Mesmo após 200 anos de estudos que só comprovaram sua ineficácia, a Homeopatia se popularizou e tem, cada vez mais, pacientes satisfeitos.

MedicamentoEm meados do século XIX, o médico alemão Samuel Christian Friedrich Hahnemann (1755-1843), insatisfeito com as práticas médicas da época, desenvolveu um tratamento alternativo chamado de Homeopatia (do grego: homeo, de semelhante e pathos, de sofrimento).  As principais leis, ainda que metafísicas, da Homeopatia são a Lei dos Semelhantes e a Lei dos Infinitesimais.

Hahnemann, como bom discípulo de Hipócrates, defendia que o semelhante cura o semelhante. Digamos que o paciente tem febre; na medicina convencional é usado um medicamento que elimine o sintoma, ou seja, um antitérmico. No caso da Homeopatia, o paciente seria tratado com um medicamento que induzisse a febre, por exemplo, a cinchona. Em vez de testar a eficácia da droga numa pessoa doente, Hahnemann teve a idéia de observar os efeitos da droga numa pessoa sadia, e então passou a experimentar várias substâncias em si próprio. Com base em experimentos como este, Hahnemann concluiu que a cura deveria causar os mesmos sintomas da doença, estabelecendo, então, a Lei dos Semelhantes.

Como complemento, Hahnemann também desenvolveu uma diluição seriada particular seguida de vigorosas agitações para a preparação dos medicamentos homeopáticos; o processo foi chamado de dinamização. Hahnemann acreditava que as agitações (chamadas por ele de sucussões) liberavam uma energia “imaterial e espiritual” responsável pela cura, sendo que a potencialização dessa energia dependia diretamente da quantidade de sucussões que o medicamento sofria.
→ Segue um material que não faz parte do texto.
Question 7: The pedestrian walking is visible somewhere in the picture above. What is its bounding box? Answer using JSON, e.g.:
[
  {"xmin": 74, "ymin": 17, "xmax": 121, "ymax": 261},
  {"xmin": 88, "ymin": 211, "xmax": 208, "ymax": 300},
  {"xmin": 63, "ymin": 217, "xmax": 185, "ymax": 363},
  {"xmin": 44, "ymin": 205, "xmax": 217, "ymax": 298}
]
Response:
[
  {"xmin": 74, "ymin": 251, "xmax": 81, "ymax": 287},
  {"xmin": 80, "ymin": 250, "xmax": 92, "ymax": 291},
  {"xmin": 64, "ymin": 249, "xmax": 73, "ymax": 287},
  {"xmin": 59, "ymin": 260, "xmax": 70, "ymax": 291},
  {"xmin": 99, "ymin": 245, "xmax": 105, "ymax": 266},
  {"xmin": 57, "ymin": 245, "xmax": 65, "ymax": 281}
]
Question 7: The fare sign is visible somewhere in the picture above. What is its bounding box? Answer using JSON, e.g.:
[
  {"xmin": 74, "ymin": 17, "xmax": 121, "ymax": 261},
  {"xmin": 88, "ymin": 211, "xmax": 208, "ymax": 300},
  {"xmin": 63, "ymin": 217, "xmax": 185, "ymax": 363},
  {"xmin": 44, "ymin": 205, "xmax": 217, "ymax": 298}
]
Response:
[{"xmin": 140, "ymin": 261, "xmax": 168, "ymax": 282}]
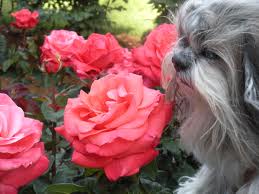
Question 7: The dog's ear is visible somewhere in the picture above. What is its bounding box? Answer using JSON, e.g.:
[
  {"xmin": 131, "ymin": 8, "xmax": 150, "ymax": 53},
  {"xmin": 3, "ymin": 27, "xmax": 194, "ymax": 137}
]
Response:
[{"xmin": 243, "ymin": 41, "xmax": 259, "ymax": 126}]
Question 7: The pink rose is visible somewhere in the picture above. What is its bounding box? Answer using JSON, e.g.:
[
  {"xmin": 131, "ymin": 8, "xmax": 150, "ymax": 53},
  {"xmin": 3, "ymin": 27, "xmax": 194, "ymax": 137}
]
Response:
[
  {"xmin": 71, "ymin": 33, "xmax": 123, "ymax": 78},
  {"xmin": 0, "ymin": 93, "xmax": 49, "ymax": 194},
  {"xmin": 107, "ymin": 49, "xmax": 136, "ymax": 74},
  {"xmin": 11, "ymin": 9, "xmax": 39, "ymax": 29},
  {"xmin": 132, "ymin": 24, "xmax": 177, "ymax": 87},
  {"xmin": 41, "ymin": 30, "xmax": 86, "ymax": 73},
  {"xmin": 56, "ymin": 74, "xmax": 172, "ymax": 181}
]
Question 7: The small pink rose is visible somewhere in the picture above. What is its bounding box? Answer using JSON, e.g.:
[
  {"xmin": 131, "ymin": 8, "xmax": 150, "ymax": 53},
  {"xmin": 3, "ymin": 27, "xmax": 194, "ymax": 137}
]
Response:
[
  {"xmin": 132, "ymin": 24, "xmax": 177, "ymax": 87},
  {"xmin": 0, "ymin": 93, "xmax": 49, "ymax": 194},
  {"xmin": 11, "ymin": 9, "xmax": 39, "ymax": 29},
  {"xmin": 41, "ymin": 30, "xmax": 86, "ymax": 73},
  {"xmin": 71, "ymin": 33, "xmax": 123, "ymax": 78}
]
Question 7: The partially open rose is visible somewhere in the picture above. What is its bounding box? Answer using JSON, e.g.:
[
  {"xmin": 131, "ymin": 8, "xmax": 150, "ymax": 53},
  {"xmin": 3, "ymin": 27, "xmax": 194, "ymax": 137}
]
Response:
[
  {"xmin": 0, "ymin": 93, "xmax": 49, "ymax": 194},
  {"xmin": 11, "ymin": 9, "xmax": 39, "ymax": 29},
  {"xmin": 72, "ymin": 33, "xmax": 123, "ymax": 78},
  {"xmin": 56, "ymin": 74, "xmax": 172, "ymax": 180},
  {"xmin": 132, "ymin": 24, "xmax": 177, "ymax": 87},
  {"xmin": 41, "ymin": 30, "xmax": 86, "ymax": 73}
]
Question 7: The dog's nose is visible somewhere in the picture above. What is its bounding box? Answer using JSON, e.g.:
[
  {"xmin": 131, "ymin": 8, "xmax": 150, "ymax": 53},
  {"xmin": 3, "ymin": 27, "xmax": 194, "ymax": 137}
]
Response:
[{"xmin": 172, "ymin": 54, "xmax": 189, "ymax": 72}]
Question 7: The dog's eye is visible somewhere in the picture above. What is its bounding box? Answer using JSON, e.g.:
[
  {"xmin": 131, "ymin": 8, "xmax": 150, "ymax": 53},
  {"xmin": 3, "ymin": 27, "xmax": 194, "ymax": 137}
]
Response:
[{"xmin": 201, "ymin": 49, "xmax": 219, "ymax": 60}]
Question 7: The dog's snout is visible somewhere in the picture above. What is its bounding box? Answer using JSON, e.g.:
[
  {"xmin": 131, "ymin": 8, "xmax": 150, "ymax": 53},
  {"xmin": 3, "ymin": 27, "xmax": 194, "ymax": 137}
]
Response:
[{"xmin": 172, "ymin": 52, "xmax": 190, "ymax": 71}]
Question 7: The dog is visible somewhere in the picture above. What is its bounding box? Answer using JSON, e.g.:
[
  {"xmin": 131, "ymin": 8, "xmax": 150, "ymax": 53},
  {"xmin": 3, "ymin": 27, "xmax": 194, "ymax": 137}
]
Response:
[{"xmin": 162, "ymin": 0, "xmax": 259, "ymax": 194}]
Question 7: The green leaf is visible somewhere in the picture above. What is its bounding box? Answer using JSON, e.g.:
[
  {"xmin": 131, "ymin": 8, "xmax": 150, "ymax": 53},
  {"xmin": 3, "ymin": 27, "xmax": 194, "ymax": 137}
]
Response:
[
  {"xmin": 32, "ymin": 179, "xmax": 48, "ymax": 194},
  {"xmin": 141, "ymin": 160, "xmax": 158, "ymax": 180},
  {"xmin": 41, "ymin": 102, "xmax": 64, "ymax": 122},
  {"xmin": 140, "ymin": 178, "xmax": 173, "ymax": 194},
  {"xmin": 46, "ymin": 183, "xmax": 87, "ymax": 194},
  {"xmin": 161, "ymin": 137, "xmax": 181, "ymax": 155},
  {"xmin": 0, "ymin": 34, "xmax": 6, "ymax": 61}
]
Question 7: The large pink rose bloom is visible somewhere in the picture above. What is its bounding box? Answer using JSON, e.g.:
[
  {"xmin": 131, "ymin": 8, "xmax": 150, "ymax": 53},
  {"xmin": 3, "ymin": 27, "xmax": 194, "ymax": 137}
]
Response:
[
  {"xmin": 0, "ymin": 93, "xmax": 49, "ymax": 194},
  {"xmin": 41, "ymin": 30, "xmax": 86, "ymax": 73},
  {"xmin": 71, "ymin": 33, "xmax": 123, "ymax": 78},
  {"xmin": 56, "ymin": 74, "xmax": 172, "ymax": 181},
  {"xmin": 11, "ymin": 9, "xmax": 39, "ymax": 29},
  {"xmin": 132, "ymin": 24, "xmax": 177, "ymax": 87}
]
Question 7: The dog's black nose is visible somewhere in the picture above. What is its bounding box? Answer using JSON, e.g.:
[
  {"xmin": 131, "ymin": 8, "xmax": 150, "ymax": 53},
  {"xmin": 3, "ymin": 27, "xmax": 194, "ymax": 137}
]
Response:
[{"xmin": 172, "ymin": 54, "xmax": 189, "ymax": 72}]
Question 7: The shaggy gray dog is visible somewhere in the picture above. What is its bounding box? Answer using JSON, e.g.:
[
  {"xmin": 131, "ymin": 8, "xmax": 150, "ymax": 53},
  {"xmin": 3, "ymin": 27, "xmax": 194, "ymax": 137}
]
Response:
[{"xmin": 163, "ymin": 0, "xmax": 259, "ymax": 194}]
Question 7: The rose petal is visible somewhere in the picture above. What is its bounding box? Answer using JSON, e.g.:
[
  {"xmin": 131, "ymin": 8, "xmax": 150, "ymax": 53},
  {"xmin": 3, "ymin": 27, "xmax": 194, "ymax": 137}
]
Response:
[{"xmin": 104, "ymin": 149, "xmax": 158, "ymax": 181}]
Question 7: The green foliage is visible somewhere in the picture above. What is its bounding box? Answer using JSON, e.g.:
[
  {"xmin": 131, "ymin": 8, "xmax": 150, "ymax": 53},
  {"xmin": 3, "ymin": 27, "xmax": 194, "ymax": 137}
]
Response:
[
  {"xmin": 150, "ymin": 0, "xmax": 184, "ymax": 23},
  {"xmin": 0, "ymin": 34, "xmax": 6, "ymax": 61}
]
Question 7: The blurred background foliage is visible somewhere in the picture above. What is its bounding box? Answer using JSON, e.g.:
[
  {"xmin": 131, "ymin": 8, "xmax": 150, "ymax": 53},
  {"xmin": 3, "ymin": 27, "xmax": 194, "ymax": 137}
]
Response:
[{"xmin": 0, "ymin": 0, "xmax": 198, "ymax": 194}]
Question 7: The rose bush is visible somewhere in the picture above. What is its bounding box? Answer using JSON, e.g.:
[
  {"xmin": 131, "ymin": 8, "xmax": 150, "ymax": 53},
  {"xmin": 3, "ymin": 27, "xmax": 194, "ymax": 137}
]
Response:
[
  {"xmin": 11, "ymin": 9, "xmax": 39, "ymax": 29},
  {"xmin": 132, "ymin": 24, "xmax": 177, "ymax": 87},
  {"xmin": 0, "ymin": 93, "xmax": 49, "ymax": 194},
  {"xmin": 40, "ymin": 30, "xmax": 86, "ymax": 73},
  {"xmin": 56, "ymin": 74, "xmax": 172, "ymax": 181}
]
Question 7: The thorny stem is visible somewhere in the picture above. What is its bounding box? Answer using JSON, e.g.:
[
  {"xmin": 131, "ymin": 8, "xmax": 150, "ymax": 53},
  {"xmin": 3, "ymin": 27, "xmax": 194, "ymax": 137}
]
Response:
[{"xmin": 50, "ymin": 75, "xmax": 57, "ymax": 180}]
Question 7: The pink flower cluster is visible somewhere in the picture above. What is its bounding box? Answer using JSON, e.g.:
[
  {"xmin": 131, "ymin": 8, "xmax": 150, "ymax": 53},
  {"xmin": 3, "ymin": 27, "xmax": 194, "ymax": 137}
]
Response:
[
  {"xmin": 0, "ymin": 93, "xmax": 49, "ymax": 194},
  {"xmin": 41, "ymin": 30, "xmax": 123, "ymax": 78},
  {"xmin": 41, "ymin": 24, "xmax": 177, "ymax": 87},
  {"xmin": 11, "ymin": 9, "xmax": 39, "ymax": 29}
]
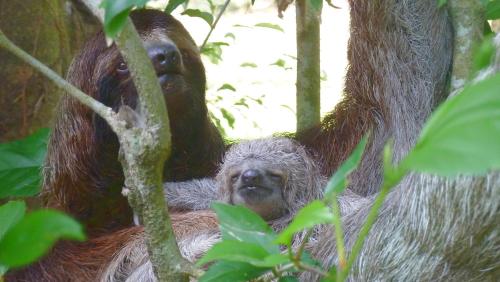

Esse processo de dinamização deu origem à Lei dos Infinitesimais.

A polêmica que ronda a prática homeopática desde a sua descoberta é de como seus medicamentos demasiado diluídos podem promover algum efeito farmacológico no organismo. São 200 anos de estudos científicos que, por unanimidade, comprovam a ineficácia do medicamento contra relatos de pacientes que só conseguiram a cura na homeopatia. Os mais céticos creditam a cura aos mecanismos naturais do organismo, à crença do paciente no medicamento inerte (efeito placebo) ou ainda ao efeito do homeopata no paciente.

A homeopatia se expandiu largamente nos últimos anos, atingindo pacientes insatisfeitos com a alopatia ou que procuram medicamentos economicamente viáveis e, ao contrário do que se pensa, suas desvantagens não provêm de seus medicamentos teoricamente ineficazes, porém seguros; os perigos da homeopatia consistem no incentivo à auto-medicação e na substituição de um tratamento convencional por um homeopático em casos mais graves, como infecções severas e câncer.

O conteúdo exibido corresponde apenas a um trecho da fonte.